The planet can be harsh and a few times I found myself in situations where I ended up dying from monsters and all sorts of beasts to which you need to restart again. This mode can be frustrating and feel you need to be almost a master of the game for you to get a good grip on how to survive.
That saying, I still enjoyed it but I kept forgetting how to do little things and was in a state of switching back to story mode for a refresher before going back into survival mode but I guess that’s the points. You have to survive.
This is a fun mode where you have an unlimited resource and you can let your imagination run wild to try and experiment with all sorts of machines.
I also found this useful, after you switch to story mode from survival, to experiment with building different types of machines and how they work. It is a good way to create a blueprint of a useful machine, save it and then be used in the other 2 modes.
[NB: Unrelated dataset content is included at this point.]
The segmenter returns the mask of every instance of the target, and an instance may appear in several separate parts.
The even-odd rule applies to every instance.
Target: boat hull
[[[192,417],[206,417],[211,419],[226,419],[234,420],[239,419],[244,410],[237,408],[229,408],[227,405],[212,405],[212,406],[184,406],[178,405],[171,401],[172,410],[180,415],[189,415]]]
Also, it comes with pre-done machines which you can click and have a go. Some are wild.
Mechanic Miner seems quite simple with its 2D, Old School 16bit (ish) graphics and doesn’t need much of a machine to run it which is great as I expect this to come to a Nintendo Switch sometime soon.
As its steam-powered based game with some sprinkles of steampunk, the style suits the game and with over 70 different parts and a great physics engine, this game looks and feels very good.
As you expect, how the Mechanic Miner looks, the music has this old school feel about it which fits right in with the game. Along with the sound effects, it adds to the overall experience.
With Mechanic Miner still being in early access, this game in the future can add a lot of extras to keep the longevity up. Even at its current state, the game offers quite a few hours of fun and learning while trying to buy a wacky yet functional machine while exploring the planet and avoiding those monsters. I expect more DLC from maybe other worlds and perhaps an explorer as such. It can easily add more and more items to help build different machines.
Of course, just not machines but maybe houses or bases too, the physics of the game is very well done and can lead to new things being added. I think it’s going to be more of watch this space and see what the future holds for Mechanic Miner.
Early access games can be a hit or miss but Mechanic Miner has a big potential to be a hit. Even at this stage it is a chunky game with lots to do and you can only imagine what it can achieve. The Physics along with the fun construction makes the game seem like its already released. Yes, there was a few graphical bugs but nothing out of the ordinary for an early access game and doesn’t halt your gameplay one bit. I will award this the Thumb Culture Silver award as I eagily await to see what the devs bring to 2020.
Disclaimer: A code was received in order to write this review.